Question

Let $ e $ be the eccentricity of the ellipse $ \frac{x^2}{4} + \frac{y^2}{9} = 1 $. If $ \frac{1}{e} $ is the eccentricity of a hyperbola, then the eccentricity of its conjugate hyperbola is:

• A. \( \frac{4}{3} \)
• B. \( \frac{3}{5} \)
• C. \( \frac{4}{5} \)
• D. \( \frac{3}{2} \)

Hint:

The eccentricity of the conjugate hyperbola is calculated using the same formula for eccentricity as that for the ellipse, but with the roles of \( a \) and \( b \) swapped.

Answer 1

The Correct Option is A

The equation of the ellipse is \( \frac{x^2}{4} + \frac{y^2}{9} = 1 \). The eccentricity \( e \) of an ellipse is given by: \[ e = \sqrt{1 - \frac{b^2}{a^2}} \] where \( a^2 = 9 \) and \( b^2 = 4 \).

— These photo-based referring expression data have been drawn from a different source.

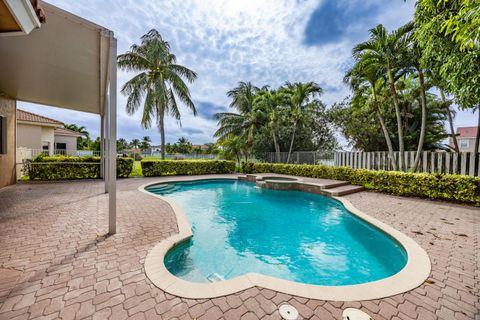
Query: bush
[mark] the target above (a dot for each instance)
(427, 185)
(68, 168)
(152, 168)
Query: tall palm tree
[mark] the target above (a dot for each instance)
(386, 50)
(271, 101)
(363, 76)
(246, 120)
(134, 145)
(159, 82)
(301, 94)
(413, 60)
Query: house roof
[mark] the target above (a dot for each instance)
(66, 132)
(32, 117)
(467, 132)
(65, 63)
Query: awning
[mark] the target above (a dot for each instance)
(64, 63)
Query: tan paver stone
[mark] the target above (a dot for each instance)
(60, 265)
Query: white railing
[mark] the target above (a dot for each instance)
(179, 156)
(301, 157)
(465, 163)
(26, 153)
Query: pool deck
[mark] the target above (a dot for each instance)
(56, 262)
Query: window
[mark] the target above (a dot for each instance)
(3, 135)
(464, 143)
(61, 148)
(46, 147)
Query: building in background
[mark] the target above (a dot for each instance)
(466, 138)
(42, 134)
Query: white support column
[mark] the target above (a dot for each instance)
(106, 138)
(112, 137)
(102, 147)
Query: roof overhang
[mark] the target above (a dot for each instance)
(19, 17)
(62, 64)
(40, 124)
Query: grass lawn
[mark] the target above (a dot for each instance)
(137, 170)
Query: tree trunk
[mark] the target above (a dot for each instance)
(384, 129)
(401, 146)
(162, 134)
(277, 146)
(388, 140)
(423, 128)
(450, 122)
(477, 139)
(291, 142)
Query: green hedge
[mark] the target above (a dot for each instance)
(69, 168)
(434, 186)
(153, 168)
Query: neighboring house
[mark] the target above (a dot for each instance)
(202, 147)
(43, 134)
(466, 138)
(153, 150)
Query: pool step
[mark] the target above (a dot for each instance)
(163, 188)
(343, 190)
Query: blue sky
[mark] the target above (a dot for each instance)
(226, 41)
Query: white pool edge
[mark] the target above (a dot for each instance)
(413, 274)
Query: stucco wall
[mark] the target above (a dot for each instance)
(7, 161)
(29, 136)
(70, 141)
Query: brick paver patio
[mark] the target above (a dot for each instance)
(56, 263)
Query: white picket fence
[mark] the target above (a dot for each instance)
(465, 163)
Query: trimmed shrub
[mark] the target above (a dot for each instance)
(153, 168)
(427, 185)
(69, 168)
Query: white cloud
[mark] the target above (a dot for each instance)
(226, 41)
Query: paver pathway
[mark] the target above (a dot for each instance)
(55, 261)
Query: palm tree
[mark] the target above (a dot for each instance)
(246, 121)
(145, 143)
(413, 56)
(134, 145)
(301, 94)
(233, 147)
(159, 82)
(270, 101)
(386, 51)
(363, 77)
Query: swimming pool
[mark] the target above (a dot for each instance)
(296, 236)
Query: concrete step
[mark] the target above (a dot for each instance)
(343, 190)
(328, 184)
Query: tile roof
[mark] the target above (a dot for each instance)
(32, 117)
(66, 132)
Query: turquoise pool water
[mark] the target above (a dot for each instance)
(239, 228)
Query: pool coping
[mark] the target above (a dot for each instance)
(413, 274)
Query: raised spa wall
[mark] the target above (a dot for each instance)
(278, 182)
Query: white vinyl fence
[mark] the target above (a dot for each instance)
(26, 153)
(301, 157)
(465, 163)
(180, 156)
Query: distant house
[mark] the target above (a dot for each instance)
(153, 150)
(37, 132)
(466, 138)
(202, 147)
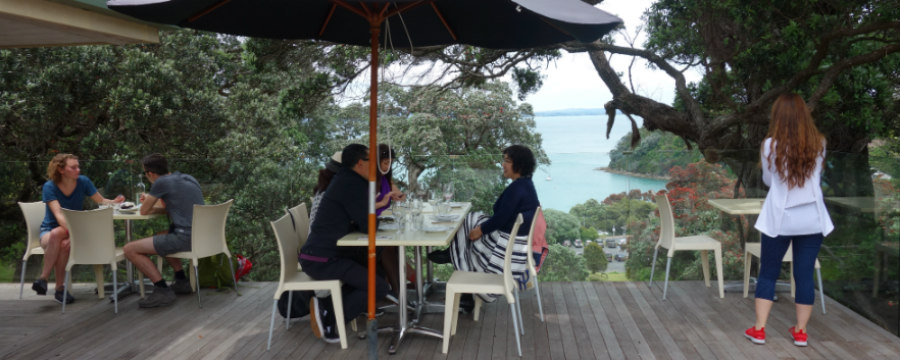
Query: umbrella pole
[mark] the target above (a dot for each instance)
(372, 323)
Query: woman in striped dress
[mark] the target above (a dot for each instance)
(481, 242)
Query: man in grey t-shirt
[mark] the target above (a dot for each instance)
(175, 195)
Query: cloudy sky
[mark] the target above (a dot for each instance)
(572, 82)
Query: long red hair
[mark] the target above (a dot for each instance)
(796, 142)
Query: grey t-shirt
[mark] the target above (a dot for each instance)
(180, 192)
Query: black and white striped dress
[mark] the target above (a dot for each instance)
(486, 254)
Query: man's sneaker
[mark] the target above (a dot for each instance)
(182, 286)
(316, 317)
(69, 299)
(322, 321)
(800, 337)
(331, 335)
(159, 297)
(39, 286)
(756, 336)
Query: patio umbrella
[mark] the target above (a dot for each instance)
(495, 24)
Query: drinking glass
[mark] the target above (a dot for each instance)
(448, 192)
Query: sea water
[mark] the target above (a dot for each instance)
(577, 146)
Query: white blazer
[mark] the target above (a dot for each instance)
(805, 203)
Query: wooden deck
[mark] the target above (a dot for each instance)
(584, 320)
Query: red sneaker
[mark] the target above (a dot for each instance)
(756, 336)
(799, 337)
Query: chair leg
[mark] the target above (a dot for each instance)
(653, 265)
(720, 276)
(455, 313)
(287, 320)
(747, 259)
(477, 309)
(821, 289)
(519, 311)
(338, 304)
(65, 291)
(231, 267)
(449, 310)
(115, 289)
(537, 290)
(98, 277)
(512, 311)
(272, 323)
(197, 280)
(666, 283)
(704, 263)
(22, 280)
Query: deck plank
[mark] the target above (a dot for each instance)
(597, 320)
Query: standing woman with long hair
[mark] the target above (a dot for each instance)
(793, 213)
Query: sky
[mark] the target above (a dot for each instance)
(572, 82)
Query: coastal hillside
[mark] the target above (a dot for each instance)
(657, 153)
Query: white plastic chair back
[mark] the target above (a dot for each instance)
(667, 224)
(92, 242)
(301, 223)
(91, 237)
(33, 212)
(287, 249)
(531, 265)
(34, 215)
(509, 283)
(208, 230)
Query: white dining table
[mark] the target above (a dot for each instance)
(417, 239)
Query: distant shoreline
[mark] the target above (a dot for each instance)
(628, 173)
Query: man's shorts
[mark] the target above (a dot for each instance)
(166, 244)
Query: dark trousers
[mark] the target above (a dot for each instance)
(805, 250)
(355, 280)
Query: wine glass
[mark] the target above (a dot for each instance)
(433, 199)
(448, 192)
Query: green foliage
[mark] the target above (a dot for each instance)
(654, 156)
(589, 233)
(617, 211)
(595, 258)
(561, 226)
(563, 265)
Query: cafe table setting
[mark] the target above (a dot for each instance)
(418, 224)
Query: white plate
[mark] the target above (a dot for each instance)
(436, 228)
(387, 227)
(132, 210)
(448, 217)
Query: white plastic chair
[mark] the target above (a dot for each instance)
(300, 218)
(755, 249)
(532, 278)
(532, 270)
(92, 242)
(207, 239)
(34, 215)
(464, 282)
(668, 240)
(292, 279)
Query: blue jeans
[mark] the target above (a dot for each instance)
(805, 249)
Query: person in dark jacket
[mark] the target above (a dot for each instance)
(342, 210)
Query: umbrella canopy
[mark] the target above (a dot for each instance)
(495, 24)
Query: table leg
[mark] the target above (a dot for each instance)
(405, 327)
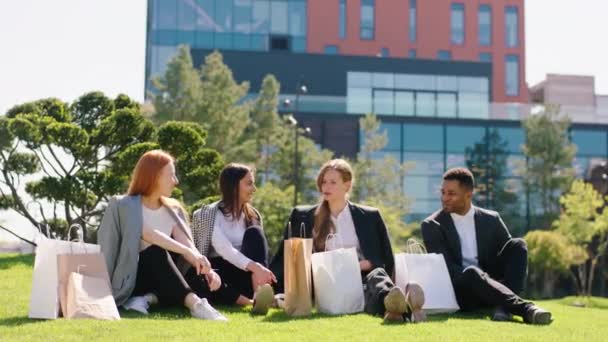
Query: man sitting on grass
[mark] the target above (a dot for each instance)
(487, 267)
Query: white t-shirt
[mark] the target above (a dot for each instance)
(465, 226)
(227, 239)
(159, 219)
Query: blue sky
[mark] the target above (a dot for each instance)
(64, 48)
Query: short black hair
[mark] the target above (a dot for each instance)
(463, 175)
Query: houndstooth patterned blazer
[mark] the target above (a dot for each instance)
(203, 221)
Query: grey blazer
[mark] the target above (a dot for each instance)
(119, 236)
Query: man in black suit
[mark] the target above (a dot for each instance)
(487, 266)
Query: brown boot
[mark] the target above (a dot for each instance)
(394, 305)
(414, 297)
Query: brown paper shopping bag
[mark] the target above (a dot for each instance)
(89, 297)
(87, 264)
(297, 268)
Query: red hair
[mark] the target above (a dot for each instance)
(146, 172)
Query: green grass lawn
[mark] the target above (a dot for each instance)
(571, 323)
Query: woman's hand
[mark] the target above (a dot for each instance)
(365, 265)
(260, 275)
(214, 280)
(200, 263)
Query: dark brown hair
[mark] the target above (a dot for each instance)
(230, 178)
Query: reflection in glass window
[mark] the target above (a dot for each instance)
(342, 19)
(383, 80)
(423, 138)
(511, 26)
(359, 100)
(421, 82)
(297, 18)
(359, 79)
(484, 19)
(457, 24)
(412, 21)
(446, 104)
(512, 75)
(261, 16)
(367, 19)
(589, 142)
(383, 102)
(278, 17)
(425, 104)
(404, 103)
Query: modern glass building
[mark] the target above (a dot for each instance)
(446, 78)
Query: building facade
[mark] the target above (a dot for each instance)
(446, 78)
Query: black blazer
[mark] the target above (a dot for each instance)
(440, 236)
(369, 227)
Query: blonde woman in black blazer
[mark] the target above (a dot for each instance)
(358, 226)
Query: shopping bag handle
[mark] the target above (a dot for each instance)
(333, 235)
(414, 246)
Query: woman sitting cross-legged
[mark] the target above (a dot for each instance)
(360, 227)
(230, 233)
(148, 245)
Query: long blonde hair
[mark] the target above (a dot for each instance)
(323, 225)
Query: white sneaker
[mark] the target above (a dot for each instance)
(203, 310)
(137, 303)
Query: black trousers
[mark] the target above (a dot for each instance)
(376, 285)
(499, 285)
(156, 274)
(236, 282)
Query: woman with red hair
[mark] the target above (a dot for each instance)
(148, 245)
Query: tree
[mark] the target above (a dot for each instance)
(75, 157)
(550, 155)
(379, 182)
(585, 225)
(487, 159)
(550, 254)
(209, 96)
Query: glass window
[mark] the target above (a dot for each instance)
(412, 81)
(461, 137)
(359, 100)
(425, 163)
(512, 75)
(422, 138)
(278, 12)
(383, 80)
(165, 15)
(473, 105)
(412, 23)
(331, 50)
(297, 18)
(242, 16)
(457, 23)
(342, 19)
(484, 19)
(223, 15)
(473, 84)
(485, 57)
(511, 26)
(359, 79)
(447, 83)
(444, 55)
(204, 16)
(589, 142)
(404, 103)
(425, 104)
(261, 16)
(367, 19)
(384, 102)
(446, 105)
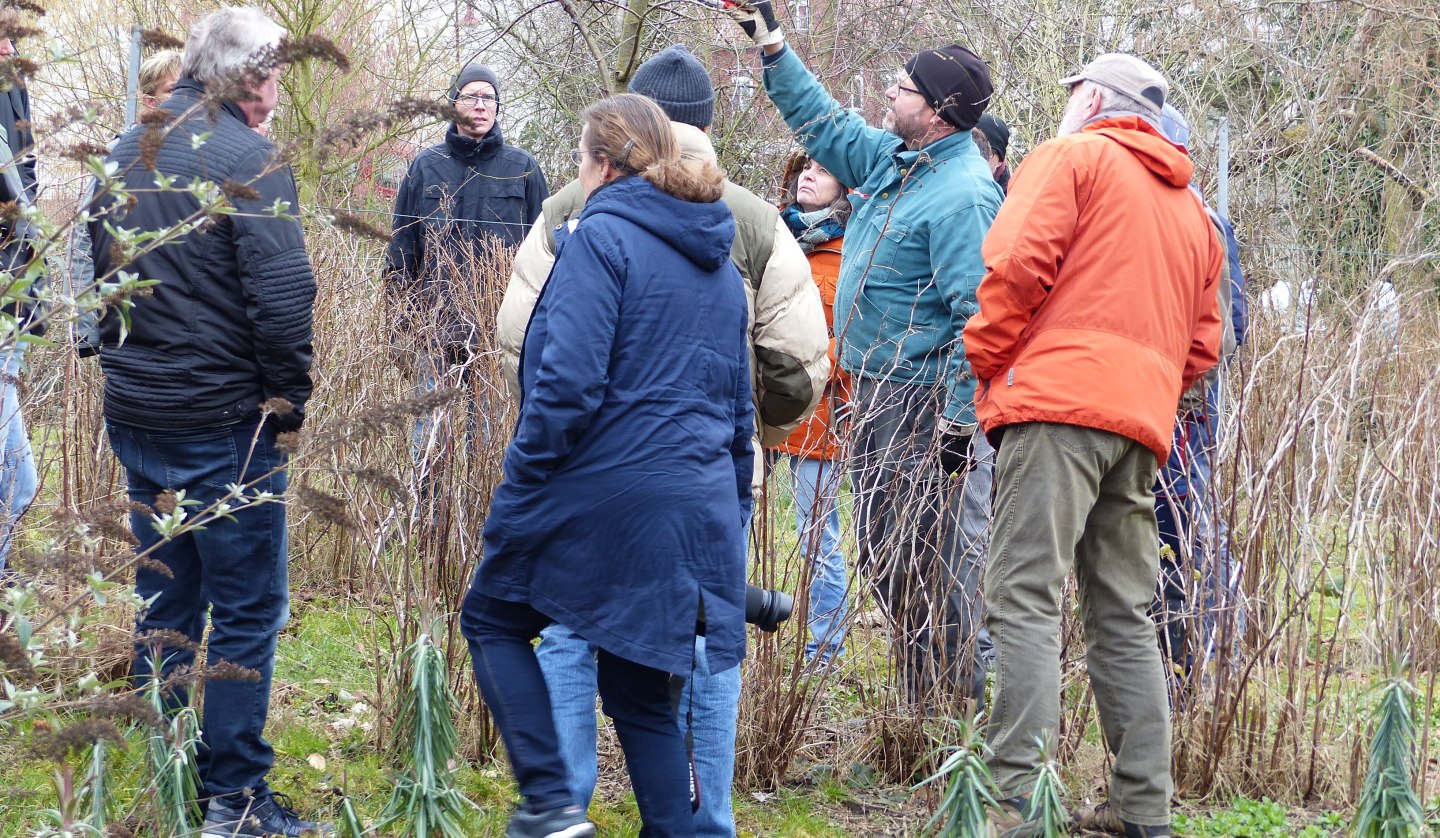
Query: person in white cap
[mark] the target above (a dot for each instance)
(1096, 311)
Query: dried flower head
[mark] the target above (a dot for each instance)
(82, 151)
(166, 503)
(236, 190)
(56, 745)
(231, 671)
(15, 26)
(150, 144)
(277, 406)
(287, 442)
(326, 507)
(160, 39)
(307, 46)
(359, 226)
(166, 640)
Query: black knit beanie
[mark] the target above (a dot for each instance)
(680, 85)
(473, 72)
(954, 81)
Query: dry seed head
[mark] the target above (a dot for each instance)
(159, 39)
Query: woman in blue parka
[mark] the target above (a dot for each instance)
(628, 480)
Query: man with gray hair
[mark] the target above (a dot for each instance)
(213, 367)
(1098, 310)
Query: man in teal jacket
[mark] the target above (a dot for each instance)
(907, 280)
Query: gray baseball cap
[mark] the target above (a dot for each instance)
(1125, 74)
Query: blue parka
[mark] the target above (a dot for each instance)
(628, 480)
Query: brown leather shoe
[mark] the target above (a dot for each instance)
(1103, 818)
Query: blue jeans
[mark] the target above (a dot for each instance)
(568, 663)
(1191, 526)
(815, 487)
(635, 696)
(234, 570)
(18, 477)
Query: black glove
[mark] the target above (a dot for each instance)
(756, 17)
(955, 454)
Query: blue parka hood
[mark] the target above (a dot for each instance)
(703, 232)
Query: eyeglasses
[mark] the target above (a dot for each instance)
(475, 100)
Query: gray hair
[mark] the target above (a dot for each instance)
(228, 43)
(1116, 104)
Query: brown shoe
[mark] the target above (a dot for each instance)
(1102, 818)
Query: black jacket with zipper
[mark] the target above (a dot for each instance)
(229, 324)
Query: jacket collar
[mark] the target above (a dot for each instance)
(189, 88)
(470, 150)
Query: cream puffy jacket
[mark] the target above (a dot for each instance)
(788, 337)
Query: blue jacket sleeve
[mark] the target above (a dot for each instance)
(834, 136)
(405, 254)
(536, 192)
(742, 448)
(581, 304)
(280, 285)
(958, 271)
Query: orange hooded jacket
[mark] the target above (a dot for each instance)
(1099, 303)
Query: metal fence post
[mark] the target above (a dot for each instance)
(133, 78)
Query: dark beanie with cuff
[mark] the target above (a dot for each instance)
(680, 85)
(473, 72)
(954, 81)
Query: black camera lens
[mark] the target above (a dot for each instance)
(766, 609)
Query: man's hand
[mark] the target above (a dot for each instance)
(756, 17)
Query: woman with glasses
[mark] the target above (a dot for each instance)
(628, 477)
(815, 209)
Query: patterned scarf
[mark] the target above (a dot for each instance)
(812, 229)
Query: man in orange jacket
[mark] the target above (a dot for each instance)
(1098, 310)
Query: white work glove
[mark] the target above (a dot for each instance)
(756, 17)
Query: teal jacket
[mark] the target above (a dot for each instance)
(912, 258)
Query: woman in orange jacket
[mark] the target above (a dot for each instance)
(815, 210)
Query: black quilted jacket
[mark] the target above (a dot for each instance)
(229, 324)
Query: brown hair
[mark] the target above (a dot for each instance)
(840, 208)
(635, 137)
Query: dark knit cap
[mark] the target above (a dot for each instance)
(680, 85)
(473, 72)
(954, 81)
(997, 131)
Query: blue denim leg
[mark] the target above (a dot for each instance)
(18, 477)
(509, 676)
(235, 569)
(568, 663)
(815, 485)
(638, 700)
(713, 700)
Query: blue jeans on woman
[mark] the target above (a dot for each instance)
(18, 477)
(634, 696)
(234, 570)
(815, 487)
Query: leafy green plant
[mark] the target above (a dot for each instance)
(1388, 805)
(1047, 808)
(425, 801)
(969, 792)
(170, 771)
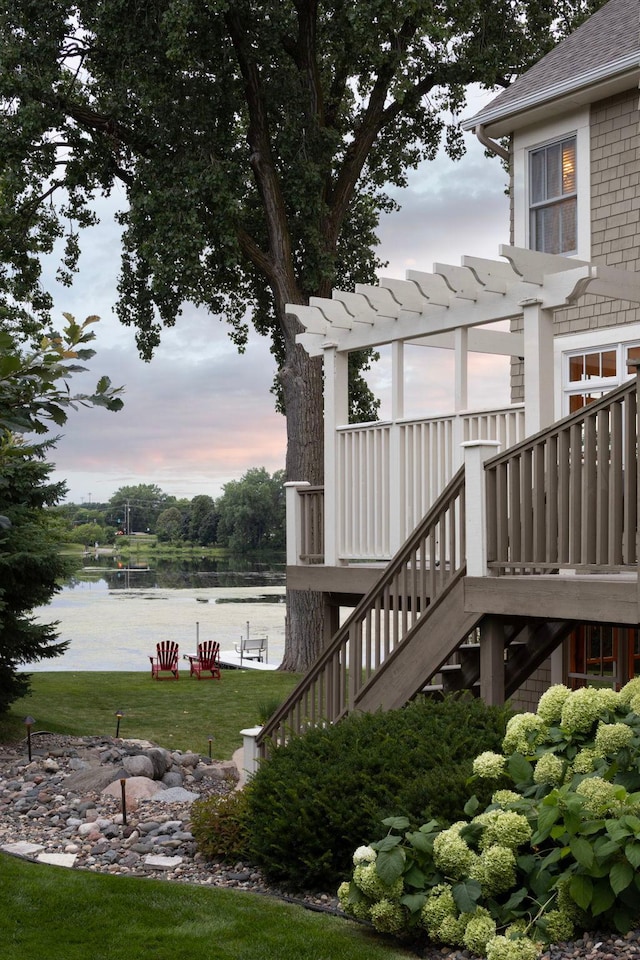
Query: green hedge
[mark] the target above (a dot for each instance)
(320, 796)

Substituting these values: \[ e = \sqrt{1 - \frac{4}{9}} = \sqrt{\frac{5}{9}} = \frac{\sqrt{5}}{3} \] The eccentricity of the hyperbola conjugate to this ellipse is given by \( \frac{1}{e} \), so: \[ \frac{1}{e} = \frac{3}{\sqrt{5}} \] The eccentricity of the conjugate hyperbola is: \[ \sqrt{1 + \frac{b^2}{a^2}} = \sqrt{1 + \frac{4}{9}} = \sqrt{\frac{13}{9}} = \frac{\sqrt{13}}{3} \] Thus, the eccentricity of the conjugate hyperbola is \( \boxed{\frac{4}{3}} \).